星野:「人」ではなく「人間」という言葉。非常に強い思いがあると思います。立子は、父虚子の教えに従ってたけど、それにしちゃあ「人間」とか言葉の表現が大胆。立子に訊いたことあるんですよ、「なんでこんなの作れるの」って。そしたら「自分の思ったこと素直に詠うのよ」って。それでまた困っちゃった。だって自分の思ったこと素直に作ったってつまんないもんね。虚子が立子のソーダ水の句とか読んで、びっくりしたって言われてます。立子は、虚子の教えを守りながら自分の世界を持ってた人だと思います。

高野:素直に虚子のいうことをきいて、娘としてさりげなく作った俳句に「人間」という言葉を持ってこれるところが、おそろしいですよ。「下萌え」というほんの小さな春先の出来事に、宇宙が従ってると読める。「人間」の言葉の効果がすごい。宇宙とか世界では言い過ぎなんですよ。

  大仏の冬日は山に移りけり

星野:これは鎌倉の大仏に句碑になってます。鎌倉でのある月の句会の最高点句だったそうです。「大仏」の冬日が山に移っていくのが寂しい、その自分の気持ちは言わずに「移りけり」でとどめた。この句に面白いエピソードがあります。その句会で一緒にいた人が、私の祖父、吉人。この句を立子が作ったのを見て、その場で俳句やめたそうです。晩年語ってましたよ。「これ以上女房と一緒に俳句やるのいやだ」って、やめちゃった。
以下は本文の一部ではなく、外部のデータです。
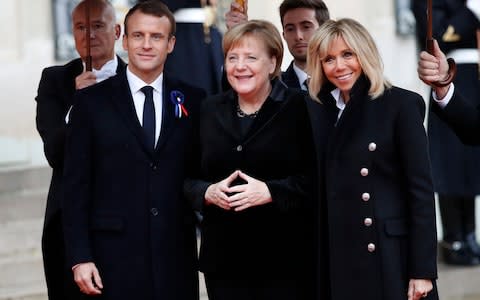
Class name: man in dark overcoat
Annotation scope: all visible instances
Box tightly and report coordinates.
[63,1,205,300]
[35,0,125,300]
[138,0,223,95]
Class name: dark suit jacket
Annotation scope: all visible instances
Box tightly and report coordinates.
[320,77,438,300]
[281,61,338,300]
[433,91,480,145]
[35,57,125,300]
[63,73,205,300]
[281,61,301,89]
[186,81,315,282]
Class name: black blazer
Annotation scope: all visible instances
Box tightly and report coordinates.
[281,61,301,89]
[185,81,315,279]
[320,77,438,300]
[63,72,205,300]
[433,91,480,145]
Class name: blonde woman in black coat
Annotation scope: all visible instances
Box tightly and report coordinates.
[307,19,438,300]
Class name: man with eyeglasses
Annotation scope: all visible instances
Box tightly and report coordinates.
[35,0,125,300]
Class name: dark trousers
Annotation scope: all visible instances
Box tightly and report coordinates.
[205,274,313,300]
[42,213,86,300]
[438,195,475,242]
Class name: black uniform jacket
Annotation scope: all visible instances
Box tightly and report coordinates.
[320,76,437,300]
[63,72,205,300]
[412,0,480,195]
[433,91,480,145]
[186,80,316,279]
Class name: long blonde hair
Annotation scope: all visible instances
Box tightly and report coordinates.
[307,18,392,102]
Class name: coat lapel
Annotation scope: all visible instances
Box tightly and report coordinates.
[216,90,242,142]
[155,73,180,152]
[326,76,371,153]
[111,72,152,154]
[245,80,288,142]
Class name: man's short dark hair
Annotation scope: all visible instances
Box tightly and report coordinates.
[123,0,177,36]
[279,0,330,25]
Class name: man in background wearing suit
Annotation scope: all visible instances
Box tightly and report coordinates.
[63,1,205,300]
[35,0,125,300]
[225,0,330,90]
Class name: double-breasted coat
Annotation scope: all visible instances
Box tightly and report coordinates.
[319,76,438,300]
[63,72,205,300]
[412,0,480,196]
[186,80,315,284]
[35,57,125,300]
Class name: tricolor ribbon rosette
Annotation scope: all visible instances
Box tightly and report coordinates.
[170,90,188,119]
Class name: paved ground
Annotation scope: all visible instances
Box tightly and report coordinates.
[0,166,480,300]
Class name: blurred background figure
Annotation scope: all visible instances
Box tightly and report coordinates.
[138,0,223,95]
[35,0,125,300]
[412,0,480,265]
[225,0,330,90]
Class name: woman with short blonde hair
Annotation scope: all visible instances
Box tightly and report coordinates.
[307,19,438,300]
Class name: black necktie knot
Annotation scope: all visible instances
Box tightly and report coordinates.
[140,85,153,101]
[140,85,155,150]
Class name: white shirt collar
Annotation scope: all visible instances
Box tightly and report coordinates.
[127,67,163,95]
[83,55,118,83]
[330,88,345,119]
[293,62,309,89]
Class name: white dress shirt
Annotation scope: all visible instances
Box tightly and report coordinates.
[126,67,163,146]
[432,82,455,108]
[330,88,345,121]
[293,63,308,91]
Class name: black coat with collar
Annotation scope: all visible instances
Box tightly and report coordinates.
[320,77,438,300]
[186,81,315,281]
[35,57,125,300]
[63,72,205,300]
[282,61,301,89]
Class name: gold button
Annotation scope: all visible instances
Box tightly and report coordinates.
[362,193,370,202]
[360,168,368,177]
[367,243,375,252]
[363,218,373,227]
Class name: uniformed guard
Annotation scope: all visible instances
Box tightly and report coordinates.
[412,0,480,265]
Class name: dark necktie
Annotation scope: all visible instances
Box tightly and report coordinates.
[302,79,308,92]
[141,86,155,150]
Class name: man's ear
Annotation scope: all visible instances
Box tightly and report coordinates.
[115,24,122,40]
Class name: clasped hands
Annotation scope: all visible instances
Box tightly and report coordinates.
[205,170,272,211]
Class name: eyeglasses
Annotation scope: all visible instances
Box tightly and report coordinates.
[74,23,108,33]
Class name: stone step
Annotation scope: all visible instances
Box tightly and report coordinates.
[0,167,480,300]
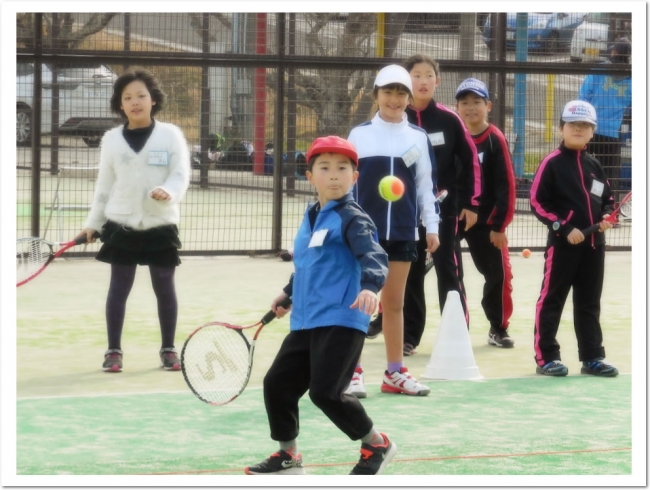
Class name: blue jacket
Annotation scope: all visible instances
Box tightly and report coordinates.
[284,194,388,332]
[348,114,440,241]
[578,75,632,139]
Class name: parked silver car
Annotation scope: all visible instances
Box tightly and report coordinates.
[16,63,121,147]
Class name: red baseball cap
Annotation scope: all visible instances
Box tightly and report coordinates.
[307,136,359,165]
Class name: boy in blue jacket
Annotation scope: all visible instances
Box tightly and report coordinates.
[245,136,397,475]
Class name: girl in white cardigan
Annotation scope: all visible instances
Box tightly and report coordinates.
[80,68,190,372]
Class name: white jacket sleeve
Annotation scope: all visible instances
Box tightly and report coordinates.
[415,136,440,234]
[84,132,115,230]
[151,125,191,204]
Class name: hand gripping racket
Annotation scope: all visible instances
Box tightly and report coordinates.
[16,235,87,287]
[181,298,291,405]
[424,189,449,274]
[582,191,632,237]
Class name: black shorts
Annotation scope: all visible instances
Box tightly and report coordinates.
[379,240,418,262]
[95,220,181,267]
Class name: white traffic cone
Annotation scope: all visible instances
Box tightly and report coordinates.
[421,291,483,380]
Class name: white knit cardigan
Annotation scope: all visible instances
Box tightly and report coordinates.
[85,121,190,230]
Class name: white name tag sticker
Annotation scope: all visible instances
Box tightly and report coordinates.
[591,180,605,197]
[429,131,445,146]
[309,230,327,248]
[148,151,169,167]
[402,145,422,167]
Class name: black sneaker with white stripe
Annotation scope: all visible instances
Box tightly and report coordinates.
[244,449,305,475]
[488,327,515,348]
[350,434,397,475]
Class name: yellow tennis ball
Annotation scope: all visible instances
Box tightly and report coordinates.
[379,175,404,201]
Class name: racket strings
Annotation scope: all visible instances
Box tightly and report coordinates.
[182,325,250,405]
[16,240,52,282]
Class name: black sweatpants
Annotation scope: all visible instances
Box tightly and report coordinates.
[460,223,513,329]
[534,240,605,366]
[404,220,469,347]
[264,327,372,441]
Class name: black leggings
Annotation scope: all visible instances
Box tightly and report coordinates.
[106,264,178,349]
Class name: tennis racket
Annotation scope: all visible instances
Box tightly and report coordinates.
[424,189,449,275]
[582,191,632,237]
[16,235,87,287]
[181,298,291,405]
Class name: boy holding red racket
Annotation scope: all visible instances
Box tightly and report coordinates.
[245,136,397,475]
[530,100,618,377]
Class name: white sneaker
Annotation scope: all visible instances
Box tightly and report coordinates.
[345,368,368,398]
[381,367,431,396]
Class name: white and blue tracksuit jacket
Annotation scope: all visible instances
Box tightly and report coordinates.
[348,114,440,241]
[284,193,388,332]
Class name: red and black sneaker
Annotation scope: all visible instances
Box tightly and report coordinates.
[350,434,397,475]
[102,349,122,373]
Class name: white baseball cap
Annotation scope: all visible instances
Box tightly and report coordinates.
[375,65,413,95]
[562,100,598,127]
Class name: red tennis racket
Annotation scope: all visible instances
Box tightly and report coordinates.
[181,298,291,405]
[16,235,87,287]
[582,191,632,237]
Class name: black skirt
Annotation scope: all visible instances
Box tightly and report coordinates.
[95,220,181,267]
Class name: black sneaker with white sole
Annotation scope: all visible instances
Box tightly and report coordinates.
[350,434,397,475]
[244,449,305,475]
[488,327,515,348]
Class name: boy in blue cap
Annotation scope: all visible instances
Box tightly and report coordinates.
[456,78,515,348]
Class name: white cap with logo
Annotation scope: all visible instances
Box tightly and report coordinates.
[375,65,413,95]
[562,100,598,127]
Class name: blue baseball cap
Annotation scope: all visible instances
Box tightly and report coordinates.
[562,100,598,128]
[456,78,490,100]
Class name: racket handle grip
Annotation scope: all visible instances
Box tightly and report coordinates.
[262,296,291,325]
[582,223,600,237]
[74,231,100,245]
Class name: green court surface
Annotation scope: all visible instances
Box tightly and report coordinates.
[12,253,645,486]
[17,376,632,475]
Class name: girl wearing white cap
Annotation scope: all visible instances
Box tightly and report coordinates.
[348,65,440,398]
[530,100,618,377]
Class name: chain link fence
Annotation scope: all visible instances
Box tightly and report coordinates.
[16,12,632,255]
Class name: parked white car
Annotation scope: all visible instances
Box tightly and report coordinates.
[16,63,121,147]
[570,12,630,63]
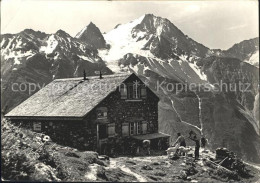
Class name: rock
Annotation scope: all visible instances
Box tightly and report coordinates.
[153,162,160,165]
[155,172,166,177]
[32,163,61,181]
[98,155,109,160]
[142,165,153,170]
[126,160,136,165]
[180,170,187,180]
[65,152,80,158]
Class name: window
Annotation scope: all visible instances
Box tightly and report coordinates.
[97,107,107,119]
[133,84,140,99]
[127,84,134,99]
[99,124,107,139]
[120,83,127,99]
[127,84,141,99]
[33,122,42,132]
[122,123,129,136]
[129,122,143,135]
[141,86,146,98]
[136,122,142,134]
[142,121,147,134]
[107,123,116,137]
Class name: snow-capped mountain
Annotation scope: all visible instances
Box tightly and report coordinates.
[76,22,106,49]
[219,37,259,67]
[1,14,260,161]
[95,14,260,160]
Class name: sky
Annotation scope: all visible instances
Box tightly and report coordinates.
[1,0,259,49]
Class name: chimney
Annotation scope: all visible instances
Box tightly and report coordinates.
[83,69,87,80]
[99,71,103,79]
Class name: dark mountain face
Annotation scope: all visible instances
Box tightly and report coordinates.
[132,14,209,57]
[213,37,259,67]
[1,29,112,111]
[76,22,106,49]
[1,14,260,162]
[99,14,260,162]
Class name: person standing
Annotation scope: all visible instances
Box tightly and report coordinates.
[189,135,200,160]
[200,136,207,148]
[173,133,186,147]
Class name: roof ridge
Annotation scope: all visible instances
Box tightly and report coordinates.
[53,73,132,81]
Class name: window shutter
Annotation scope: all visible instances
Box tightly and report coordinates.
[122,123,129,136]
[141,86,147,98]
[33,122,42,132]
[142,121,147,134]
[107,123,116,137]
[120,84,127,99]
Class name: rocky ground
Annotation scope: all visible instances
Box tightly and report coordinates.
[1,118,260,182]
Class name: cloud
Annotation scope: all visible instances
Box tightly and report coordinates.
[226,24,247,30]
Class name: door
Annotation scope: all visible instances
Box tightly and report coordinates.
[97,124,108,154]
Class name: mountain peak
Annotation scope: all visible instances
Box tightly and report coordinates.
[55,29,71,37]
[76,22,106,49]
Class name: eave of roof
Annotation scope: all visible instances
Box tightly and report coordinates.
[5,73,133,119]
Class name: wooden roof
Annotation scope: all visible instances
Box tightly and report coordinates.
[5,73,135,119]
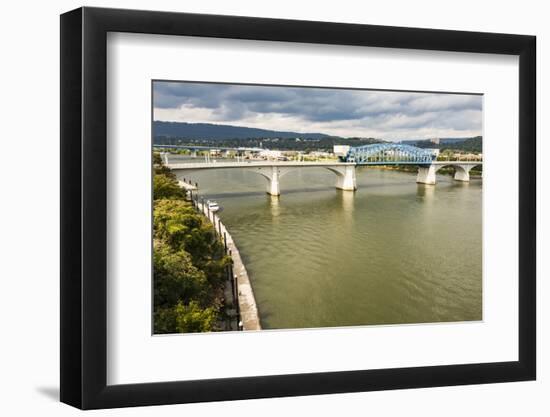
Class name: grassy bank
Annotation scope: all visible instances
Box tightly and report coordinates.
[153,153,231,334]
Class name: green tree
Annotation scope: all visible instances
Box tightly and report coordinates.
[153,174,185,200]
[155,301,217,333]
[153,241,211,308]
高野:立子も星野さんも、自然体に日常のそのまま取り出してきながら、しかしどこにもない俳句を作り上げる。そんなことができるのは、血筋だけじゃなくて、キャッチコピーにあるように、自分を追い込んでるからだと思います。でもそういう姿は全然見せないで、さりげなく、しかし深いものを作れる。普通なら「大仏の冬日が山に入りにけり」なんです。ところが「移りけり」と、時間を描いた。おそらく詩的想像力で世界を掴み取るからできるんです。想像力を支えているのは、その人の考え方とか、もっと突き詰めると生き方、思考している方向性、それらが無意識のなかに溶け込んでき出てきたときに、こういう俳句になる。虚子の言い方をすると、客観写生というのは、絶対主観がびっしり中に込められていたからこその客観写生であって、そういう心のたぎりがない客観写生は客観写生じゃないと。
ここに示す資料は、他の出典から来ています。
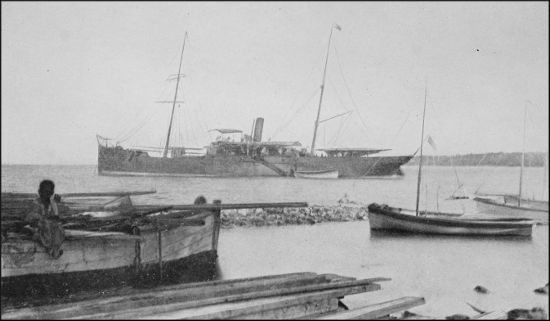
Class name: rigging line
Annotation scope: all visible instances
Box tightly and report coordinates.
[271,88,320,138]
[333,46,369,134]
[118,105,158,142]
[117,111,156,143]
[178,104,184,146]
[325,114,351,147]
[327,77,349,111]
[271,49,324,138]
[114,104,157,140]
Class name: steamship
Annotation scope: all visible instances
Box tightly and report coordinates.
[96,26,413,178]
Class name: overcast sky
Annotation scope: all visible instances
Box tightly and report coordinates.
[1,2,549,164]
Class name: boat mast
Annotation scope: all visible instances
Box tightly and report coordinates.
[416,86,428,216]
[311,24,341,155]
[162,32,187,158]
[541,151,548,200]
[518,105,527,206]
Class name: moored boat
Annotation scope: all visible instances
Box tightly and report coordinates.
[2,199,221,296]
[1,193,307,297]
[474,106,548,224]
[368,88,534,236]
[96,26,413,178]
[368,203,533,236]
[294,169,338,179]
[474,196,548,224]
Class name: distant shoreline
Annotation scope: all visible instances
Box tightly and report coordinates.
[406,152,546,167]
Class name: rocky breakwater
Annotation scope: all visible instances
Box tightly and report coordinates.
[221,202,368,228]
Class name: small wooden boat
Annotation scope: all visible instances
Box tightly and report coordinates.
[474,106,548,225]
[294,169,338,179]
[368,88,534,236]
[1,190,307,297]
[474,195,548,224]
[368,203,533,236]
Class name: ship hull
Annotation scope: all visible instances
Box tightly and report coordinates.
[98,145,412,178]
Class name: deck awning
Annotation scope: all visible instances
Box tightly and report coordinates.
[209,128,243,134]
[317,148,391,156]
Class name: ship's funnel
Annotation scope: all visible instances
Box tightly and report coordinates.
[253,117,264,142]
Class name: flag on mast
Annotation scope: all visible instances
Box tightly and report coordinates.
[428,136,437,150]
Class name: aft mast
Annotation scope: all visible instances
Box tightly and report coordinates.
[311,24,342,155]
[416,86,428,216]
[162,32,187,158]
[518,105,527,206]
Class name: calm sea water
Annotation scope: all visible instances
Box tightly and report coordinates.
[2,165,549,318]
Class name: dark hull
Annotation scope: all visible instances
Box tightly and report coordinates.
[368,204,533,236]
[98,145,412,178]
[2,250,217,298]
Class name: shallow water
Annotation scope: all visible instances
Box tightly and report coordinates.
[2,165,549,318]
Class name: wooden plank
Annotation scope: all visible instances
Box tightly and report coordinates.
[135,202,308,211]
[143,290,343,319]
[2,272,317,319]
[67,280,380,319]
[3,278,380,319]
[1,190,157,200]
[65,230,143,241]
[316,297,426,320]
星野:星野立子というのは、裕福に育って、お嬢様だと思ってるけど、全然違うんですよ。立子の育ったのは、虚子も飯がそんなに食えない頃です。そこから戦ってやっとそこで生きてるわけ。だから立子の俳句というのは、人間に訴える抒情性がある。写生句だなんて生易しいものじゃないんです。虚子もそうだけどね。私なんか立子の真似をすることはできません。精神をどこでもらえるか。立子の俳句は、まだまだ考えていかないといけないと思っています。
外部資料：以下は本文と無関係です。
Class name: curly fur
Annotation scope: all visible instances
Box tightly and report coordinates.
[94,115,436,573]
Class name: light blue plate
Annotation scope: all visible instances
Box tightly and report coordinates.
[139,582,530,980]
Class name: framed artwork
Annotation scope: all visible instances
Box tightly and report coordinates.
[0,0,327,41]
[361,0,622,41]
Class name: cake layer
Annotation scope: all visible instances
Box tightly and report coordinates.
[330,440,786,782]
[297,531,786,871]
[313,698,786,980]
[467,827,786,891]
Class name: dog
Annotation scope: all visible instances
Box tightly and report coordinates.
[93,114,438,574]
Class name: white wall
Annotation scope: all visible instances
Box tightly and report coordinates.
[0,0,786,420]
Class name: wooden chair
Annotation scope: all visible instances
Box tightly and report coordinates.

高野:なるほど、星野立子の俳句の見方の大きなヒントをいただきましたね。

筑紫:今までは立子が虚子の手のひらの中にいると思われてたけど、実は全然別なんじゃないかと。ある所から、虚子が見えてないものが見えたのが立子だったんじゃないか。金子兜太と並べるとよくわかるんですが、兜太はなにかギラギラを詩にしようとしている。虚子は兜太ほどギラギラしてないけれど、帚木にとか、去年今年とか、やっぱり詩に近いものを狙って、正直「あざとい」ですよね。でも立子は、ポエジーにはしないぞと思うと、逆にポエジーになっちゃった。ギラギラしてない、完全に死に絶えたところから、案外ポエジーというのは生まれてくることもあるんだなあと。

星野:それは磐井さん新しい論ですね。

高野:俳句と詩は違う、という考え方がありますが、虚子は「客観写生」の中で、「詩、ポエジーは志なり」と書いてます。心の感動なくして何の詩ぞやと。虚子にとって俳句=詩なんです。

***

筑紫:最後に、これから現代俳句協会がどういう方向を目指すかのヒント、お考えをお聞かせいただけないでしょうか。

高野:私は金子兜太はじめ、宇多喜代子さん、様々な俳人が私のことを育ててくれたと思っています。この精神、新しい人を育てる、俳句を後世に伝えることは、自分のやるべきことだと思っています。俳句は自分自身の投影でもある世界ですよね。こういう魅力的な世界を、若い人たちに伝えたいというのが、私が会長を受けた理由です。
これは俳人協会だとか、「玉藻」の出身であるとか、関係ないと思うんです。繰り返して言いますが、自分の感覚、感じたことは、思い切って大事にして表現する。そのために艱難辛苦を堪えながら推敲して、その痛みを楽しむという、マゾヒスティックな楽しみも俳句の楽しみなんです。いい俳句に恵まれるということは、俳句から自分の姿を教わるんです。たった十七文字の、この力を大事にしたいし、それをぜひ若い人たちに伝えていきたいと思っております。

星野:私は伝説の「月曜会」、毎月第3月曜に、銀座の鈴木真砂女の「卯波」での句会に長年参加してきました。藤田湘子、三橋敏夫、阿部完市、後藤綾子、それから「春燈」の鈴木榮子、黒田杏子、若手は中原道夫、小澤實と私。賄いのカレーライス食ったりしながら、そういう交流がありました。私も自分の俳句はこれでいいのかな、これからどうなるんだろうって、いつも、今も壁にぶち当たっています。私は非常に人に恵まれて、いろいろな人たちとすごくフラットに話ができる。そういう意味でいろんな俳句を知ってます。こういう時間を、楽しめるかどうかなんだよね。私は現俳の会員でスタートしようという気持ちでしたから。「副」が付くだけでちょっと気楽なんですよ。責任感がだいぶ違う。
 私は「玉藻」、「鎌倉虚子記念館」では社長として経営もやらなきゃいけない。現代俳句協会の副会長、伝統俳句協会の常務理事、いろんなことに携わってる。その中で一番忘れてはならないのは作家精神です。雑事といってはあれだけど、携わらなければいけないこともあるでしょう。それをやりながら自分の俳句の生きざまをどう見せるか。評価は自分でできないじゃないですか。私も副会長として携わりながら、自分の作家精神を大事にしていきたい。
 磐井さんの三協会統一論も、三協会がひとつになれば、会費一つで払えばいいんだから。賞だって一緒にやればいいじゃない。みんな幸せになる。一つの協会であれば、いろんな情報も全部入るでしょう。今後5年、10年たってどうなるか、これを私は危惧しています。高齢になっていい俳句できるのが文学ですよ。明日の自分はどんな俳句ができるか。皆さんと進んでいきたいと思います。